The fact that STAU1 is ubiquitously expressed⁵⁰ while most lncRNAs show a tissue-specific expression pattern,³⁰ allows the hypothesis that lncRNAs might fine-tune target mRNA recruitment to STAU1 in different cellular environments, and therefore could provide tissue specificity for STAU1 function. TINCR expression appears to be mostly limited to differentiated keratinocytes and might therefore act as a tissue specific guide for pre-selection and shuttling of mRNAs to STAU1 in differentiated epidermal strata. In this light, the hypothesis would suggest the existence of tissue specific lncRNAs with similar function in other terminally differentiating tissues. Correspondingly, it might be of interest to investigate whether direct interaction of STAU1 with Dvl2 mRNA in myoblasts is sufficient to mediate stabilization of the transcript, or if a lncRNA is involved in this process.

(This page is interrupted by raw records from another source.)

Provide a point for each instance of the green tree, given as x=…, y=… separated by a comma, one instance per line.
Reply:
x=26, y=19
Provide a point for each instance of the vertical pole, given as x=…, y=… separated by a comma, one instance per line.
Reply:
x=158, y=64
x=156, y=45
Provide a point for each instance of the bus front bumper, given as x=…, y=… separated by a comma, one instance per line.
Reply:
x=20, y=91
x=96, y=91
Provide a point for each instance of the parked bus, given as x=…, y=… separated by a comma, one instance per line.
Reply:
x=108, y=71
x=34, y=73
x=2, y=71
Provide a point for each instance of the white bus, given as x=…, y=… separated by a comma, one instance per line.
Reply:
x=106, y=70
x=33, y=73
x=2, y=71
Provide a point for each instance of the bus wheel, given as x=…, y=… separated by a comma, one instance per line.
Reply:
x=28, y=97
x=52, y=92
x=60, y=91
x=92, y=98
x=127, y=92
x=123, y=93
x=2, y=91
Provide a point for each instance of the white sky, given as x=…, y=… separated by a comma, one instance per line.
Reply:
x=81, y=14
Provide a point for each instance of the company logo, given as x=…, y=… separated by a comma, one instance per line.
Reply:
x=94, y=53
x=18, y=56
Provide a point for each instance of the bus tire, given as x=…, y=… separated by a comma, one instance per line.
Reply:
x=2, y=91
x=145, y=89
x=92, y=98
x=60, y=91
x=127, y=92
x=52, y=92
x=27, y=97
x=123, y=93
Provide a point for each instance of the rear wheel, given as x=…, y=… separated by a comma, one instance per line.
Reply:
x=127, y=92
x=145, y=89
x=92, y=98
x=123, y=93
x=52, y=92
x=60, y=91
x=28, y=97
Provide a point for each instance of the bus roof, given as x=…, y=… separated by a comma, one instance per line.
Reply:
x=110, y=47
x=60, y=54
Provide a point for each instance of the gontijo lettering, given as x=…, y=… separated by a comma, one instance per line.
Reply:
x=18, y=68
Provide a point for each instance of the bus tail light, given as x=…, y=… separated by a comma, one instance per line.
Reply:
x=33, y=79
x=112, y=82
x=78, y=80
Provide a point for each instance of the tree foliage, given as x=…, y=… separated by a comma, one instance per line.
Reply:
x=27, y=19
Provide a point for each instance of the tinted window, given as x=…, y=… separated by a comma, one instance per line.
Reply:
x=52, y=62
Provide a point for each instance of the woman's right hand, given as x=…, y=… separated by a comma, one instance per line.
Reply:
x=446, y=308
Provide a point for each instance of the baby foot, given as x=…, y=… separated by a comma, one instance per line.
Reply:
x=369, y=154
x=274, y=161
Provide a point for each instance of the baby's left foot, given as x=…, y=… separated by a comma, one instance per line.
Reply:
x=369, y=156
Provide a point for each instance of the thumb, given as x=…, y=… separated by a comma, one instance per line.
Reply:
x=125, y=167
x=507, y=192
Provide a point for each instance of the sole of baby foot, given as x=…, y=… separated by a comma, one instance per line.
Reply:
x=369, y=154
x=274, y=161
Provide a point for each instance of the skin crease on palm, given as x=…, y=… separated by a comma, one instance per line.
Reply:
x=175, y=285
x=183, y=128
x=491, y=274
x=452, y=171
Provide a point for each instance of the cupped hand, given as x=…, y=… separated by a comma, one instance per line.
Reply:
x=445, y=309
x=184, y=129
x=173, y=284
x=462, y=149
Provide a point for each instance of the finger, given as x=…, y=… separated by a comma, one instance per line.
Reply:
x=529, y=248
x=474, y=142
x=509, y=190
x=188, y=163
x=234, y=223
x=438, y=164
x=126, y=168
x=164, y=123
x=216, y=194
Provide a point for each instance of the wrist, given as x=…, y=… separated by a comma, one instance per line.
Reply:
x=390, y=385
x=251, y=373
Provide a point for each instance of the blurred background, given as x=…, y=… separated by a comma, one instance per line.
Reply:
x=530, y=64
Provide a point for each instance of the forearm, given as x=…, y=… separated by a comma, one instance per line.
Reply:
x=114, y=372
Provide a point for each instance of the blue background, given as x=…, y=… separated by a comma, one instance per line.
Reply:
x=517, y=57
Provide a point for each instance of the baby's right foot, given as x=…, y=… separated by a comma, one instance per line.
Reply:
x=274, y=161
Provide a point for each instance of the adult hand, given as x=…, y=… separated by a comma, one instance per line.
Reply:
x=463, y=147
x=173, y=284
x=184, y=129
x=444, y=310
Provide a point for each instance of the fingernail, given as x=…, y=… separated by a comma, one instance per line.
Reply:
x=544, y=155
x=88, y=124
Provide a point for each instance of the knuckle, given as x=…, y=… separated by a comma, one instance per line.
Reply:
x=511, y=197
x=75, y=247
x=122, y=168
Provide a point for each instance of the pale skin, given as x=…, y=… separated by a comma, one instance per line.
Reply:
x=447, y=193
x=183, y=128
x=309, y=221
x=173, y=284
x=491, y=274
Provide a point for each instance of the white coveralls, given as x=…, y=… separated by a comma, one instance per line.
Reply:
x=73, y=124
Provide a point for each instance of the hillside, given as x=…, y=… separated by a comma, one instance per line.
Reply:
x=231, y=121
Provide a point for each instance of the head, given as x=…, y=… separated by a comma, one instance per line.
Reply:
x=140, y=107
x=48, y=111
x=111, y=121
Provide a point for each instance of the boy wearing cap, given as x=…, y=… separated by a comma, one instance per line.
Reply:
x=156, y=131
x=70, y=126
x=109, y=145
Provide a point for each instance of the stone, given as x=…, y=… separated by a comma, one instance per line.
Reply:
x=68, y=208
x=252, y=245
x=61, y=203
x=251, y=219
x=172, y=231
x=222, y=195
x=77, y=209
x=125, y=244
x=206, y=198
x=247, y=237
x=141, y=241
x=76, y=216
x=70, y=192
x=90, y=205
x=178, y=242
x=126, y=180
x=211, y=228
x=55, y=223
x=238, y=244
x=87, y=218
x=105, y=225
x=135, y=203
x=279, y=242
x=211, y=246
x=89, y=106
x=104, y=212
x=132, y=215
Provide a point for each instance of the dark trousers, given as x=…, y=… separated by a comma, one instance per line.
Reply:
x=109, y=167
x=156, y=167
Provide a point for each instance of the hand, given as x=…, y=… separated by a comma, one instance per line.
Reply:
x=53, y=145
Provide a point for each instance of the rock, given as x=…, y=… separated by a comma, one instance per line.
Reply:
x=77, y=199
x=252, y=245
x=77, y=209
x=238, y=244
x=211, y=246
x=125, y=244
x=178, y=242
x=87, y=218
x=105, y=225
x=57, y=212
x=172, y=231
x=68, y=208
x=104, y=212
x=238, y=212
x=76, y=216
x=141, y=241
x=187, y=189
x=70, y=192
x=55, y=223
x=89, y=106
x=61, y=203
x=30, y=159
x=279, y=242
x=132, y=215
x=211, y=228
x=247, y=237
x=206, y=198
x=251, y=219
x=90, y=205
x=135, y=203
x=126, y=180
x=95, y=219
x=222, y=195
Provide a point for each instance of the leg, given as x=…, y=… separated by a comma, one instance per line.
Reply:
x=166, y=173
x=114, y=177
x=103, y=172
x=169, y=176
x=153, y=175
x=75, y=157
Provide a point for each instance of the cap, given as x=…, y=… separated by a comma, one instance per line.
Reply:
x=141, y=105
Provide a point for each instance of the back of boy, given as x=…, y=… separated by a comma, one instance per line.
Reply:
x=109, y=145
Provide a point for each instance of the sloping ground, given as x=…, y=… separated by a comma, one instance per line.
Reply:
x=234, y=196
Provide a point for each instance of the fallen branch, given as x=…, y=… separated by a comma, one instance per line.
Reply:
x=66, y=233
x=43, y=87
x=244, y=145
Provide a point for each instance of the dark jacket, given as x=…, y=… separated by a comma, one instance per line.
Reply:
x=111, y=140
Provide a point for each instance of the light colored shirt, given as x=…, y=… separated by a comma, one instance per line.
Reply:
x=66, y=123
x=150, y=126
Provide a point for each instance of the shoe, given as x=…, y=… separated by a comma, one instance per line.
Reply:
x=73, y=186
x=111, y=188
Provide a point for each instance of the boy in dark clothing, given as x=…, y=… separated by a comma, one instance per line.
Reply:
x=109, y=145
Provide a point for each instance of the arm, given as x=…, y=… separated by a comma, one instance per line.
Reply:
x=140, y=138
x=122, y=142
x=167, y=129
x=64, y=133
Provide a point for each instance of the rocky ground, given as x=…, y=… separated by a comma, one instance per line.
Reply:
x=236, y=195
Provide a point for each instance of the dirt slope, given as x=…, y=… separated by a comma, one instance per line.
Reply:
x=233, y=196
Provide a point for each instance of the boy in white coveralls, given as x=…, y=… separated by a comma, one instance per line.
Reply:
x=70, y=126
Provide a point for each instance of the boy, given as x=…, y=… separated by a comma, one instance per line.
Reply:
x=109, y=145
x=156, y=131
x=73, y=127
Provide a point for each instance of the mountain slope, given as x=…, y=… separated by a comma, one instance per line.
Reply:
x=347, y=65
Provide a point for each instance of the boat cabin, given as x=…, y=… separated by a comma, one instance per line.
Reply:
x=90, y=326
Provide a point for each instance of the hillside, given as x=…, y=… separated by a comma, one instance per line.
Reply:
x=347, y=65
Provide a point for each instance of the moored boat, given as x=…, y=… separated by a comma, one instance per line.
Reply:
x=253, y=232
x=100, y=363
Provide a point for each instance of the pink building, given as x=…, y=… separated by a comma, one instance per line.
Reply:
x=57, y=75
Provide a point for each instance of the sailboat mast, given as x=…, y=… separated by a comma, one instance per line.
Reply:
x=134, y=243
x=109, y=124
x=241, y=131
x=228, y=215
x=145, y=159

Although the functional relevance of TINCR and STAU1 for epidermal differentiation has been shown, the exact mechanism by which this lncRNA–protein complex mediates stabilization of a subset of differentiation mRNAs remains unclear. STAU1 was previously shown to facilitate translation initiation of mRNAs through tethering of transcripts to polysomes.⁴⁹ Lack of proper localization of differentiation mRNAs to ribosomes in STAU1- or TINCR-deficient keratinocytes might therefore lead to decreased translational efficiency and subsequent premature decay of these transcripts, probably resulting in the epidermal differentiation defect seen in TINCR- or STAU1-deficient tissue. While its exact role has yet to be defined, it appears that Stau1 plays multiple roles in terminal differentiation processes in human epidermis and other tissues. Thus, further study of the complex consisting of STAU1 protein, lncRNA and associated mRNAs will broaden our understanding of long non-coding RNA and STAU1 function in mammalian tissue.